Photos by Maximino Najar
Article by Jeanne Lesinski
Hailing from Carrollton and now living in Bay City, graphic design student Maximino Najar plans to graduate from Saginaw Valley State University in spring of 2011. Like many artists, Najar is developing his skills as a graphic designer so that he'll be able to afford to express himself through other means, particularly painting. In his personal art, mostly large-format paintings, he is exploring various techniques, including collages, stencils, and acrylic paint/marker combinations. His work to date demonstrates his interest in the many kinds of urban graffiti and hip hop around today. And like many artists, his own life experiences inform his work as well.
Najar has designed posters for local hip hop promoters, and such paintings as "Turn the Table" and "Hip Hop Change" clearly demonstrate his musical taste, which includes what he calls the "old school" artists Run DMC and African Bambada. "It's called 'Change' because through time hip hop was starting to get alot more commercial than what it used to be. When it first started out it was underground." About Run DMC and African Bambada, Najar says, "They changed the whole game, I guess you could say." While Najar dreams of maybe changing the "whole game" of the art world some day, he modestly says, "If a million people were to see my work and be inspired by it, that would be great, but even if only one person sees it and is inspired by it, then I'll feel like I've done my job."
Najar mentions that while there are artists in his family, none really bought into it seriously. "While in high school, I never knew that Saginaw was such an artsy place—and maybe it wasn't then—but now seeing so many young people and older people trying to bring the city back makes it seem like we've got a little renaissance going on." Even so, he acknowledges that choosing to be any kind of artist, whether in music, visual arts, or theater is a conscious choice to struggle because "it's not going to be easy."
But he's no stranger to struggle. In fact, some of his most moving paintings depict challenging life experiences. For example, one untitled painting, dedicated to his grandmother, is fraught with the pain he experienced at her passing. "We had a rough relationship," Najar remembers, "and when she passed away, I had this anger in my heart. . . . I was angry because of how she treated my mom and sister, angry with her that she always wanted to die." Yet, by creating this painting, Najar was able to work through some of these unresolved issues in a nondestructive way. "If I wouldn't have had that—honestly, I was at that time a recovering alcoholic—I was an alcoholic at 25, which is why I left MSU. And if I hadn't had that [painting as an outlet] destructiveness might have taken place."

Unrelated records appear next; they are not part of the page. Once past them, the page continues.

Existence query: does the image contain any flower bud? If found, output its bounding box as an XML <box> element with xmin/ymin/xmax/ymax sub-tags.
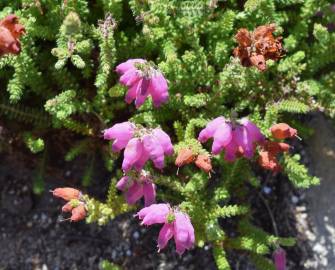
<box><xmin>70</xmin><ymin>203</ymin><xmax>86</xmax><ymax>222</ymax></box>
<box><xmin>270</xmin><ymin>123</ymin><xmax>297</xmax><ymax>140</ymax></box>
<box><xmin>175</xmin><ymin>148</ymin><xmax>196</xmax><ymax>167</ymax></box>
<box><xmin>262</xmin><ymin>141</ymin><xmax>290</xmax><ymax>155</ymax></box>
<box><xmin>258</xmin><ymin>151</ymin><xmax>281</xmax><ymax>172</ymax></box>
<box><xmin>62</xmin><ymin>202</ymin><xmax>73</xmax><ymax>213</ymax></box>
<box><xmin>52</xmin><ymin>187</ymin><xmax>80</xmax><ymax>201</ymax></box>
<box><xmin>195</xmin><ymin>154</ymin><xmax>213</xmax><ymax>173</ymax></box>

A muscular arm raised in a clenched fist has already shown up in a number of Najar's paintings, including "Detroit Bomb City," "Fight To Struggle," and "Olympics." The first painting was inspired by a January 2010 day trip to Detroit, where a decrepit skyscraper caught Najar's attention. Although the arm and fist combination purposefully reflects the shape of an atomic bomb's mushroom cloud, Najar sees it not only as a comment on the destruction, but as a call to action. "People need to take back their city. If you don't, it'll just crumble."
The same can be said for Saginaw, according to Najar, or even on the more intimate scale of a family, as in the painting "Fight To Struggle." This piece, which predates "Detroit Bomb City," is a tribute to his mother, who as a single parent raised him and his sister. "The way I see it," he explains, his voice rising in intensity, "alot of times you don't get ahead. You have to fight to struggle. Growing up in a single parent family is an example of that. My mother never got ahead." Yet, he proudly acknowledges that she never stopped trying either. "I dedicated this to my mother for not giving up on us—not giving up on herself." Najar nods. "Being too stubborn to give up, that's a great message people need to hear."
Najar is in a committed relationship and has a young daughter for whom he wants to be the best father he can be, a counter to the father he never had in his own life. On days when other matters might weigh heavily upon him, Najar says that coming home to his daughter, who is happy to see him no matter what, seems to be the antidote to all ills. And he laughs as tells how his fiancee, as his biggest fan, sometimes tells him to get moving when he lacks inspiration or feels timid about showing his work.
In addition to his studies, a new effort this year has been to participate in a couple of art battles, timed competitions during which artists create work on the spot to compete for prizes and have the chance to sell their work. At the Midland Art Battle, he and teammate Kara Schymanski created the five-piece painting "Olympics," which won the people's choice award. More recently, he participated in the Tri-City Art Battle at the Saginaw Art Museum. For this later event he collaged old cassette tapes with photos from magazines and, using hot glue, attached them to a surface in a mosaic-like fashion. Najar says that he'll continue to explore this form of mixed media, though soon he'll have to start scouring garage sales for more tapes.